If there is no “political settlement” to the decades-old conflict all similar investment would be “inadequate,” Abbas told donors in Sharm al-Sheikh. He was right. It is a waste of tax payers’ money that yielded only an “activity totally inconsistent with the prospect of an emergence of an independent, viable Palestinian state of which the West Bank including East Jerusalem would form an integral component, that prospect diminished even more. That situation is clearly not sustainable from our point of view,” Abbas’ caretaker premier Salam Fayyad told the Media Line on February 23.  

It is an investment that is only relieving the Israeli occupying power from its obligations under international law, “moderate” Palestinians say; others who are more critical say that U.S. donations are merely part of the compensation Washington should pay for its failed policies that preempted peace and an earlier end to the Israeli occupation for too long.  

For the last eight years, there has been neither “peace” nor “process.” The former U.S. administration's last-minute effort at peacemaking, known as the "Annapolis process," has already collapsed; building on its failure promises more failure only.  

Real peace-making seems yet to penetrate the moral consciousness of the U.S. leadership. Obama’s administration, if it doesn’t intend to change course, would do peace and history a great favor by disengagement from the conflict to pave the way for a more balanced international involvement that would base a political settlement thereof on the resolutions of the United Nations legitimacy, if not on justice.  

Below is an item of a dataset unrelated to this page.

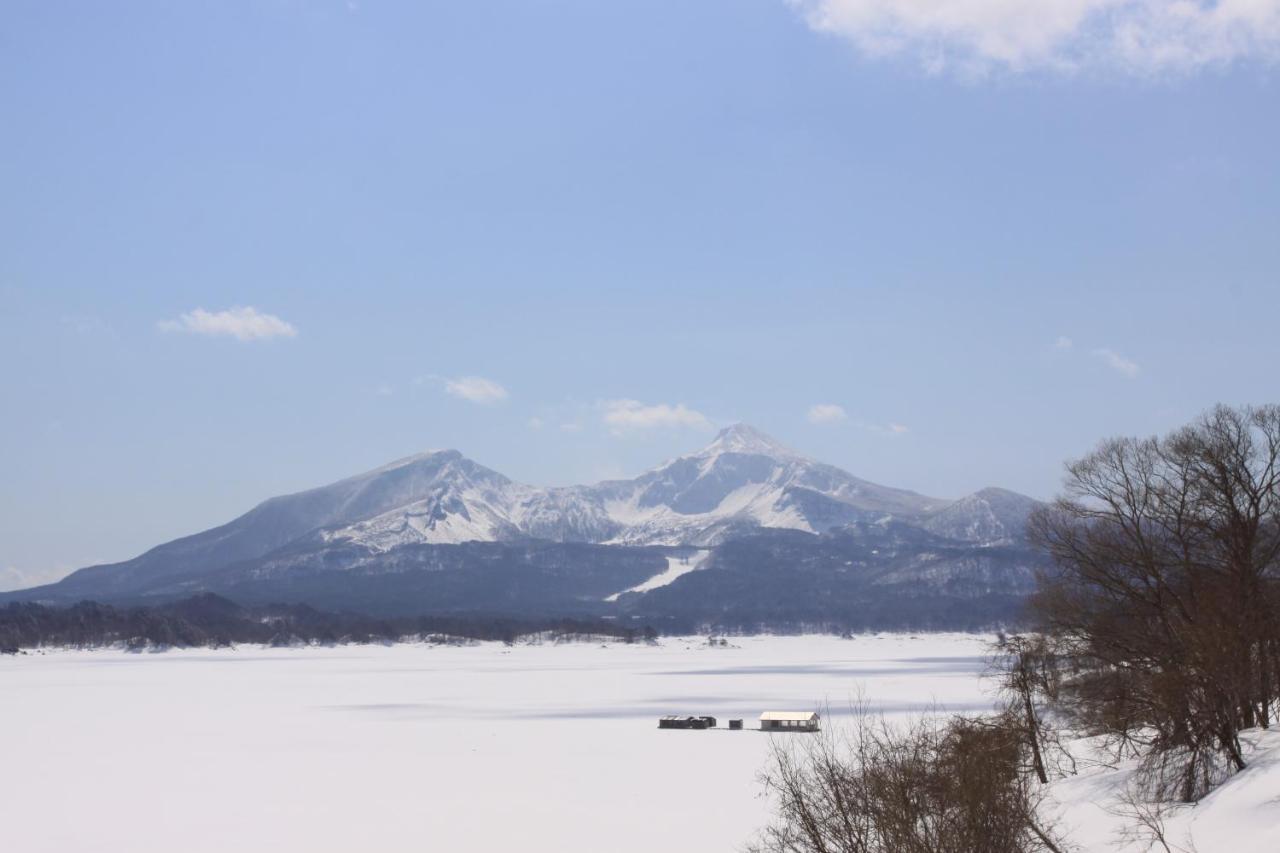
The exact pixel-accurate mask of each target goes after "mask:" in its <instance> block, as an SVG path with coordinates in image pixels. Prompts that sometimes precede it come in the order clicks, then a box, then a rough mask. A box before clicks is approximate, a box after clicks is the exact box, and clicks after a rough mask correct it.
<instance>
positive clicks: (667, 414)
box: [600, 400, 712, 434]
mask: <svg viewBox="0 0 1280 853" xmlns="http://www.w3.org/2000/svg"><path fill="white" fill-rule="evenodd" d="M600 409H602V410H603V420H604V423H605V424H607V425H608V427H609V429H611V430H612V432H613V433H614V434H622V433H628V432H635V430H645V429H660V428H673V427H685V428H692V429H710V428H712V421H710V420H709V419H708V418H707V415H704V414H701V412H700V411H694V410H692V409H689V407H687V406H685V403H676V405H675V406H672V405H668V403H654V405H645V403H643V402H640V401H639V400H608V401H605V402H603V403H600Z"/></svg>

The moment of truth has come not only for the United States, but also for whatever Palestinian leadership might yet discern a glimpse of hope coming from the White House even after it was occupied by a black chief. In historical perspective, this is the strategic context of the current status quo, which is neither sustainable nor conducive to political settlement, let alone the viability of a two-state vision.